Both M mode and two dimensional echocardiography are useful in determining the origin of mitral regurgitation. Two dimensional echocardiography appears to be superior to M mode echocardiography in the diagnosis of a flail leaflet, papillary muscle dysfunction and cleft mitral valve. It is possible to differentiate valvular causes from myocardial causes of regurgitation. Unfortunately, the severity of mitral regurgitation is difficult to quantify with either the M mode or the two dimensional technique. Echocardiography does allow differentiation of acute forms of mitral and aortic regurgitation from chronic volume overload of the left ventricle. Rupture of chordae tendineae is the most common cause of acute mitral regurgitation, and two dimensional echocardiography is 96 percent sensitive in its detection. Bacterial endocarditis, flail aortic valve and dissecting aneurysm as causes of acute aortic regurgitation can be detected with two dimensional echocardiography. Systolic left ventricular cavity dimension, percent fractional shortening and ejection fraction are important variables in predicting optimal time for surgery in patients with chronic aortic and mitral regurgitation. The noninvasive technique of echocardiography may be especially useful in decision making in the asymptomatic patient.

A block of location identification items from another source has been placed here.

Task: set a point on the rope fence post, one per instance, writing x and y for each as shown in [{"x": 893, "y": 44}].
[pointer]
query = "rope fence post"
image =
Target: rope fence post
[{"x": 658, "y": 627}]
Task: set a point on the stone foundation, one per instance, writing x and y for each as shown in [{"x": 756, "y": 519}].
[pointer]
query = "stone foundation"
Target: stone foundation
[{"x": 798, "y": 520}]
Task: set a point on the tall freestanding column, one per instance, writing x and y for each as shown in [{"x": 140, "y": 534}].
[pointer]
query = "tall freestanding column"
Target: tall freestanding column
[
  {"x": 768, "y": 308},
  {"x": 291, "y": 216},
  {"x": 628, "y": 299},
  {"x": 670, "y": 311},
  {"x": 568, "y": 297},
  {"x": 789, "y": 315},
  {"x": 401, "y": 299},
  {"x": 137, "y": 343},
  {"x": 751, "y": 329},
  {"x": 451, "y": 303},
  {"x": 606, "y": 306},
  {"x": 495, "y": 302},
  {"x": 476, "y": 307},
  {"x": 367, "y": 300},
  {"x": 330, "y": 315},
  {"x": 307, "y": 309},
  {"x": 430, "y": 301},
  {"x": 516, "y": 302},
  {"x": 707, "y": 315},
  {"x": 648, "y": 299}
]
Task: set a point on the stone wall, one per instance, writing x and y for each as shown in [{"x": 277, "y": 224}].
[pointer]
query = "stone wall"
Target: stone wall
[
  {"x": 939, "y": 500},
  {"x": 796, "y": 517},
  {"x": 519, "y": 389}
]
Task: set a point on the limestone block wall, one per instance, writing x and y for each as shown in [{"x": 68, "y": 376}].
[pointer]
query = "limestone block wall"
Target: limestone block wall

M型超声心动图和二维超声心动图在确定二尖瓣反流的起源方面都很有用。二维超声心动图在诊断连枷样瓣叶、乳头肌功能障碍和二尖瓣裂方面似乎优于M型超声心动图。区分反流的瓣膜原因和心肌原因是可能的。不幸的是,二尖瓣反流的严重程度很难用M型或二维技术进行量化。超声心动图确实可以区分二尖瓣和主动脉瓣反流的急性形式与左心室慢性容量超负荷。腱索断裂是急性二尖瓣反流最常见的原因,二维超声心动图对其检测的敏感性为96%。二维超声心动图可检测出细菌性心内膜炎、连枷样主动脉瓣和夹层动脉瘤作为急性主动脉瓣反流的病因。收缩期左心室腔内径、缩短分数百分比和射血分数是预测慢性主动脉瓣和二尖瓣反流患者最佳手术时机的重要变量。超声心动图这种无创技术在无症状患者的决策中可能特别有用。